Renewables leaders parse the damage to their industry as Senate finalizes vote on ‘big bea
June 27, 2025
As the Senate finalizes plans to vote on its revisions of the omnibus spending bill, the renewable energy sector knows its tax credits to build clean energy projects will sunset more quickly, but maybe not as onerously as the draconian provisions in the House version of the “One Big, Beautiful Bill.”
What remains uncertain are both the details and whether any “poison pills” of the House version could still find their way into the final legislation that could dramatically limit supply chain materials or prevent small developers from participating in tax credits.
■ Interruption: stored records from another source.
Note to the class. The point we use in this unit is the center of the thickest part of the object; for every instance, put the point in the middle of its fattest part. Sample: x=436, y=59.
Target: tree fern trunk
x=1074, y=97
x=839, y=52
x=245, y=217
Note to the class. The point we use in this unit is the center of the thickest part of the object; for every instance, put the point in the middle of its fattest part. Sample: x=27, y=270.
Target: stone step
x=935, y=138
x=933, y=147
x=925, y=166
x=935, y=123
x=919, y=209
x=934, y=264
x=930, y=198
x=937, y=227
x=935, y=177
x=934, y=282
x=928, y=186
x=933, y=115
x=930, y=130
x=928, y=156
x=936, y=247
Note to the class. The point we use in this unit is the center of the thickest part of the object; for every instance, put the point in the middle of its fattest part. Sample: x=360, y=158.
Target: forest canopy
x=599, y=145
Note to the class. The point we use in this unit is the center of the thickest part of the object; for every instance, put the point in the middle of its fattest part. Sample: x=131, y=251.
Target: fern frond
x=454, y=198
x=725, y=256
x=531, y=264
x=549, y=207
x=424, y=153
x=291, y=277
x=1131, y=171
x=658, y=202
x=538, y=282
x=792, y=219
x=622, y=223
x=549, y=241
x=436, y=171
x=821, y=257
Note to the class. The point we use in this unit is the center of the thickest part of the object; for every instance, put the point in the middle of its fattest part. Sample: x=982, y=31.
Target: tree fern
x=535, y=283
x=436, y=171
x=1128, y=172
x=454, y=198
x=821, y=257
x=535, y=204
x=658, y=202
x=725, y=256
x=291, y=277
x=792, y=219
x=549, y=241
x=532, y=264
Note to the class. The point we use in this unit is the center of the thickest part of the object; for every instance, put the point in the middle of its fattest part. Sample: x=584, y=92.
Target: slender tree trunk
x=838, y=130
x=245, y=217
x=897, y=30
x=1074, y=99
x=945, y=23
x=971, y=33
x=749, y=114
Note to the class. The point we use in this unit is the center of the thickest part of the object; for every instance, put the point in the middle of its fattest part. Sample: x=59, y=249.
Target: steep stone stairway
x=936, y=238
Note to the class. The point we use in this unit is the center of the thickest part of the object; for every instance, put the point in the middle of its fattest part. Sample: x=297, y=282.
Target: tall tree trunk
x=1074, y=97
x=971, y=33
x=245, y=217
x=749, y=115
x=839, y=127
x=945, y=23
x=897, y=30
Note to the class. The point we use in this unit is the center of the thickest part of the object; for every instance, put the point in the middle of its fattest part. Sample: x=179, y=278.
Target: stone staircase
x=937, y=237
All of this is happening when the U.S. needs more power from any means necessary to satiate “unprecedented” rising electricity demand for the first time in decades, driven largely by the data center construction boom to power AI and more, said Exelon CEO Calvin Butler. Butler chairs the Edison Electric Institute representing investor-owned electric utilities nationwide and his company Exelon is No. 192 on the Fortune 500.
“We believe the [clean energy] tax credits are key,” Butler told Fortune in a June 26 interview. “We don’t believe you can get to the [U.S.] energy dominance without having renewables as part of the solution. That’s the all-of-the-above approach.”
Butler said the utilities association is “amenable” to the Senate version of the bill, even if the tax credits ideally would be extended for longer. “We’ll take what we can get,” he added. “We’re optimistic, but on top of it.”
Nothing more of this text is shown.